On 10/20/07, Alan Livie <[EMAIL PROTECTED]<mailto:[EMAIL PROTECTED]>> wrote:

I have a service CFC that is composed of various other CFC's in the
same package (directory).

I have also composed it with CFC's from other packages directly
(Gateway CFCs for query returns etc)

My question is:

Should I compose xService.cfc with yObj.cfc directly or yService.cfc
(which is composed of a yObj)

ie should xService get a yObj directly or should it be composed of
yService and let yService be composed of yObj ?

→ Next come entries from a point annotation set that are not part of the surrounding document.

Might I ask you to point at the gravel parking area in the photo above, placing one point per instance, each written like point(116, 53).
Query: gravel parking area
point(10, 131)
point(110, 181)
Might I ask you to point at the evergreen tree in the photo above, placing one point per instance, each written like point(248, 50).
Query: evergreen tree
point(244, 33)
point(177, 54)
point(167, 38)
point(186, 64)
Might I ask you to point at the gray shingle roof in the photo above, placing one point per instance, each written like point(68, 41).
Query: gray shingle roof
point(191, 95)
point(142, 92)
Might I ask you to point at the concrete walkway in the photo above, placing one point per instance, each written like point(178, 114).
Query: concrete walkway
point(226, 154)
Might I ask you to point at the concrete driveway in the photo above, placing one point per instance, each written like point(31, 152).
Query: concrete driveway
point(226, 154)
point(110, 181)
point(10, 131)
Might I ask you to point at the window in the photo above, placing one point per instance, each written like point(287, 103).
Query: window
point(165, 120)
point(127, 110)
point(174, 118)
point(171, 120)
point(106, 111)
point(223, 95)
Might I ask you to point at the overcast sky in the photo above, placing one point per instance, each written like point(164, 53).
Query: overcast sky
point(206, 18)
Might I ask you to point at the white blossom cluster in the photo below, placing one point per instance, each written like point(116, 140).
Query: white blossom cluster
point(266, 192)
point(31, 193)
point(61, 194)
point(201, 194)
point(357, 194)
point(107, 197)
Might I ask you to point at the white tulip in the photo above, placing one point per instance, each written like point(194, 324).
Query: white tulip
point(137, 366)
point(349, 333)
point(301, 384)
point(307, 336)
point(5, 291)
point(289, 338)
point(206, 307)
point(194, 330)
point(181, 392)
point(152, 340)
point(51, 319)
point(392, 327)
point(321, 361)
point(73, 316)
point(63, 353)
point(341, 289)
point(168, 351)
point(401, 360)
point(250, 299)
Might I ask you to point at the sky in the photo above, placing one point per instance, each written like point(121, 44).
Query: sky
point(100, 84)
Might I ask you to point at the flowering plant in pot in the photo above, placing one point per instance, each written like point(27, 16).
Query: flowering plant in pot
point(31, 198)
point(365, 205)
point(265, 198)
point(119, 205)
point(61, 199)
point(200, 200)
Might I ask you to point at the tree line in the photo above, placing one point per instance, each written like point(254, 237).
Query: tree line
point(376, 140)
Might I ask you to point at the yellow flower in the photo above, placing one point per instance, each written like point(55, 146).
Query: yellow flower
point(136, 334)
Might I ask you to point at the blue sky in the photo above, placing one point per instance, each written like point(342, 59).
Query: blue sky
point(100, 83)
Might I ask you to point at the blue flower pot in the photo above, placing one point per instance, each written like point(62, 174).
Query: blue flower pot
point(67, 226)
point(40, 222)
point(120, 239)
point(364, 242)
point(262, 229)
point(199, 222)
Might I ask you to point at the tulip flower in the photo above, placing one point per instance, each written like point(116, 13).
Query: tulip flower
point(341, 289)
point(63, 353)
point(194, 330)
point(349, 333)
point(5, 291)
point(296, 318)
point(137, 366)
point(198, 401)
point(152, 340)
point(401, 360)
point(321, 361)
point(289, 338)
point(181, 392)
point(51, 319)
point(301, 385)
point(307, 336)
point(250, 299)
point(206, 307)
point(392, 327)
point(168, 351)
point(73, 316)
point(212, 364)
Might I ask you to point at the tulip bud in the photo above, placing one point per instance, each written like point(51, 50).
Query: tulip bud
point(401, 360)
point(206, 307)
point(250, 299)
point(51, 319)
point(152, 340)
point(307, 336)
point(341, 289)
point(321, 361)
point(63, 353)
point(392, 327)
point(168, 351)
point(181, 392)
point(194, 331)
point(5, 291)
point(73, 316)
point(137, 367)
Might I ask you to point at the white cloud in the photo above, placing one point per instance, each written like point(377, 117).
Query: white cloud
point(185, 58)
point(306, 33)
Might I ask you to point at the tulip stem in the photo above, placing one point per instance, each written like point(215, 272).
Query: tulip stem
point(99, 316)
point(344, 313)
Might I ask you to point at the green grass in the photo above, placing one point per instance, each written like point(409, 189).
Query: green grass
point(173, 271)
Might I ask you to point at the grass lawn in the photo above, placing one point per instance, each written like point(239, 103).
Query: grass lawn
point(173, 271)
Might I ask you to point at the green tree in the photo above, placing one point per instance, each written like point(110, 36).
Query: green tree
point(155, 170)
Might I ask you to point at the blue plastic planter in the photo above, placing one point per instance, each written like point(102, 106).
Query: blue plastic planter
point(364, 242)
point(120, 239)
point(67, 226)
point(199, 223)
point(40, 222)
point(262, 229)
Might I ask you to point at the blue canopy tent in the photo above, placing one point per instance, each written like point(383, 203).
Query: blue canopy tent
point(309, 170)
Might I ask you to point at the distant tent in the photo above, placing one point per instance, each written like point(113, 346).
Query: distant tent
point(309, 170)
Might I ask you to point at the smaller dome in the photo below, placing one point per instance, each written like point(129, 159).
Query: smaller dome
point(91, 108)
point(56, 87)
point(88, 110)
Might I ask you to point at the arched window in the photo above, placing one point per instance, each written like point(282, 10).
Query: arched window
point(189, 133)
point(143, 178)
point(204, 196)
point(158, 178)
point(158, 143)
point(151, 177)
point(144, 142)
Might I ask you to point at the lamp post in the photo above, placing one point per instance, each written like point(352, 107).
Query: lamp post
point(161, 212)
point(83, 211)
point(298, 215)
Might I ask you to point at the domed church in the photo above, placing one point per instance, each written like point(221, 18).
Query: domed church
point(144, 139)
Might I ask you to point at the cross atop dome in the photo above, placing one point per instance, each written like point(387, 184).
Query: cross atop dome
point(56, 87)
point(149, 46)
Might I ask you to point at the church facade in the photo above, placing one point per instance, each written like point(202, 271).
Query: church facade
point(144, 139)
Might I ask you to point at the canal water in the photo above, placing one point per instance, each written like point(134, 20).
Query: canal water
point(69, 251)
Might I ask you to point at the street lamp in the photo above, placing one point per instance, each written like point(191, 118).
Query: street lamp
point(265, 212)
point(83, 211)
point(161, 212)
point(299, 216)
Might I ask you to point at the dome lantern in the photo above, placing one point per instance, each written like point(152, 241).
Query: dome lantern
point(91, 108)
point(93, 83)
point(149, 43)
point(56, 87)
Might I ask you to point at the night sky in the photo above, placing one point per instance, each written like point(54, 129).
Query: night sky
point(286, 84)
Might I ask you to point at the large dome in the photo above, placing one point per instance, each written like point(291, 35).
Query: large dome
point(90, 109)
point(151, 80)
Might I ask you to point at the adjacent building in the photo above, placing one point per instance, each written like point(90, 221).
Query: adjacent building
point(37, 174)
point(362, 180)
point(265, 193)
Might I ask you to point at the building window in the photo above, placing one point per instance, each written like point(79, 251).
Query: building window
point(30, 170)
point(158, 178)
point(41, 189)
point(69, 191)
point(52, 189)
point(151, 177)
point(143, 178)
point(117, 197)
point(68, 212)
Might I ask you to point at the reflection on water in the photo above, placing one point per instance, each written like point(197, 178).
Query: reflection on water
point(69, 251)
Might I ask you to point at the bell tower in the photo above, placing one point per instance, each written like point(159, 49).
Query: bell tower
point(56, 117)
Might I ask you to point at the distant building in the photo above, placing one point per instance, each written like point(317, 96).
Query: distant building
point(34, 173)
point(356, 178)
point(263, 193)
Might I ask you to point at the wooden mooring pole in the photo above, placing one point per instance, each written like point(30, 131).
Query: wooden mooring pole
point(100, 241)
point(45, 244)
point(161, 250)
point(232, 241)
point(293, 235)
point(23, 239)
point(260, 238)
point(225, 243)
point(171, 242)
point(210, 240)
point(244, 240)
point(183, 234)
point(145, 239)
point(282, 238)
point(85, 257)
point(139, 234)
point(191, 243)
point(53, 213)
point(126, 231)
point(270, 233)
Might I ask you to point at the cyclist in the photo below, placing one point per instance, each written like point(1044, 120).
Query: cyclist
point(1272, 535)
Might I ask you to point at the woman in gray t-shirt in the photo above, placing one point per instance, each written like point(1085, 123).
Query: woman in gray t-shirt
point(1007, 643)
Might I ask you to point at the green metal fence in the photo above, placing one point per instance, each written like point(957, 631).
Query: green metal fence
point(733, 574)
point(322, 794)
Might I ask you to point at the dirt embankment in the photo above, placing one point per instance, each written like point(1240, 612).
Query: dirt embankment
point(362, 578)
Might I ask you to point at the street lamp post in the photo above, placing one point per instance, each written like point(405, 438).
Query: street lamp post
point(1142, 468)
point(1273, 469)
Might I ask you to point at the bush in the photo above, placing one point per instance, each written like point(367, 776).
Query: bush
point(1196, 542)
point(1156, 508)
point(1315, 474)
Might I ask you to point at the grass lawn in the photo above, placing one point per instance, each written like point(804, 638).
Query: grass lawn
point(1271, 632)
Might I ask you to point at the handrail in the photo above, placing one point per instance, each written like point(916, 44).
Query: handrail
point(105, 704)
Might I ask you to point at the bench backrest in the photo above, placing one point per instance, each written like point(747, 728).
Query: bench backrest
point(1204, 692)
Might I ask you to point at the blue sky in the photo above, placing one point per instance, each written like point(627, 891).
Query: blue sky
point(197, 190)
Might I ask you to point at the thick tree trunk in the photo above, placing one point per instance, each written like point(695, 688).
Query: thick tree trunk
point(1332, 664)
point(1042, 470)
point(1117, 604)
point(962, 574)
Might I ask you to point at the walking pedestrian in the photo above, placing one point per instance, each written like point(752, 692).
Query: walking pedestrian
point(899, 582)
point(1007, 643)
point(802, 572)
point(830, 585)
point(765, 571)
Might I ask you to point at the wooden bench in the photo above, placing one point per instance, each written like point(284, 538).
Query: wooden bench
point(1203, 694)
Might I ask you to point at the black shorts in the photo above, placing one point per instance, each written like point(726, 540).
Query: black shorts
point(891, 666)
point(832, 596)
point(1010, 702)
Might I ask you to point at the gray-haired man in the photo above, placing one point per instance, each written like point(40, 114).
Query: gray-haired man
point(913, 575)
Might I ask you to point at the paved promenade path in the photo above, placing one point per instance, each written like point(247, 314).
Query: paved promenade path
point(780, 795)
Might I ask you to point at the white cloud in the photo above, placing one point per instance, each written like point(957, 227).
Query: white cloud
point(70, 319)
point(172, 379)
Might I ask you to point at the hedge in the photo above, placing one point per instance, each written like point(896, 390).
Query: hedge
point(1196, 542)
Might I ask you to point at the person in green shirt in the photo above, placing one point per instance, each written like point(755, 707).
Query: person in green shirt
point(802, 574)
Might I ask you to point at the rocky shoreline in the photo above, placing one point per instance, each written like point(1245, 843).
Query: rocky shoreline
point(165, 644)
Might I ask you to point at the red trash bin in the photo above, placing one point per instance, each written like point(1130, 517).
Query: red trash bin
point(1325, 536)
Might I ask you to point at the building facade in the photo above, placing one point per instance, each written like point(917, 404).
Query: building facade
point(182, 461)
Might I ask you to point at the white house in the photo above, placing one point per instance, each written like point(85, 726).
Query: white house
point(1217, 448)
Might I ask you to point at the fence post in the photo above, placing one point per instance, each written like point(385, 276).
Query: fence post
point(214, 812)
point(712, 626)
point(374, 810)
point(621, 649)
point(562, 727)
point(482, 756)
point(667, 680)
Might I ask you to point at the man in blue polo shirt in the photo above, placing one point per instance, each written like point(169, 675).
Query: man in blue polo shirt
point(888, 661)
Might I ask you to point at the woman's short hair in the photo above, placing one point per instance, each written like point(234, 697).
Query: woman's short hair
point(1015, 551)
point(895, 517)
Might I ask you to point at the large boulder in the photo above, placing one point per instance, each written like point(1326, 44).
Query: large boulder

In my opinion, the approach of passing the service objects into the other 
objects is much better. So I would definitly compose yService into xService and 
only go through the service object API to make anything happen. And this 
doesn't just apply when service objects need to call other services...it 
applies to just about any kind of object. For example, if I have an 
InventoryService and a ShoppingCart object, and I want to be able to check in 
my ShoppingCart whether a product is in stock, I would compose the 
InventoryService into the ShoppingCart.

I have opted for the simpler solution of just getting the yGateway
object I need composed in xService. My reason being if yService ends
up being composed of many other objects I will have all these
unnecessary objects I don't need in my xService

The flaw in your logic is that when you compose an object, you are creating a 
reference to that object. You are not creating a copy of it. So if you compose 
yService into xService, it makes no difference at all how many objects yService 
has composed into it. In fact, that's the whole point of doing it that way: 
yService might in turn need to call 1 other object, or 10 other objects, to do 
its work. But xService never knows.



Hope this makes sense :-)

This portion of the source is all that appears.